Tiresome visuals add to the sense that you're repeating yourself. Paradise City generally looks very good, with lots of grimy detail and a ghetto vibe conveyed through clotheslines and spray-painted walls, but you're forced to trudge through the same urban wasteland in every neighborhood. Streets and alleys are festooned with identical hot-dog carts, neon bar signs, and hanging laundry. Ads for the same Nokia products and CDV games can be found on billboards throughout the city as well. Advertising in games is annoying enough, but it's extra irritating when the signs display the same handful of products ad nauseam. Bars, stores, and hotels all feature similar layouts, and boss hideouts boast almost exactly the same furniture, right down to matching oriental rugs. Everything is also extremely dark, and the city is tough to navigate at times because of the narrowness of the alleys and the height of the buildings. Only the voice samples keep the action feeling fresh, given that there seem to be hundreds of different lines. Most are cornball action-hero fare like "You ordered the lead salad?", but they're spoken with an over-the-top tone and are so varied that they don't get stale until you're well into the midway point of the game. And the voice clips nicely compensate for the barely noticeable techno score that sounds like a cheap riff on those old John Carpenter tunes that adorned his '80s movies...such as Escape From New York (that's probably not a coincidence).
Better than it looks at first glance yet not as good as it could be, Escape From Paradise City settles for mediocrity when it could have aspired to much more.
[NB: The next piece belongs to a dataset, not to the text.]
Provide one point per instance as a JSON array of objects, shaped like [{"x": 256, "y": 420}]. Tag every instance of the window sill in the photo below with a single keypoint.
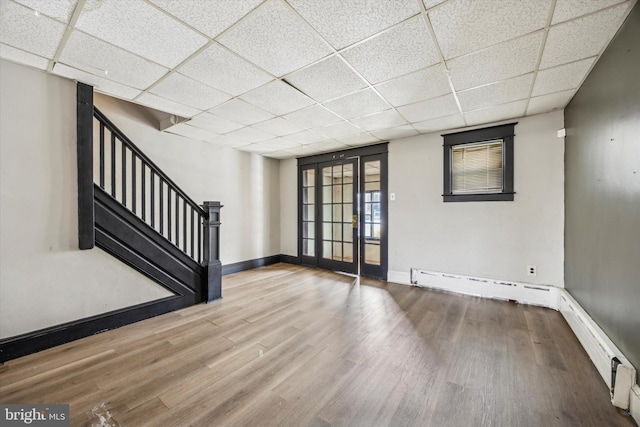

The game mechanics and character development are more interesting than you might expect from a game like this, but with more imaginative level design, better graphics, and better multiplayer, this could have been a much better game. If you can get past the game's repetitive gameplay and visuals, you could still say that Escape From Paradise City is better than it looks at first glance, though perhaps that's not saying much.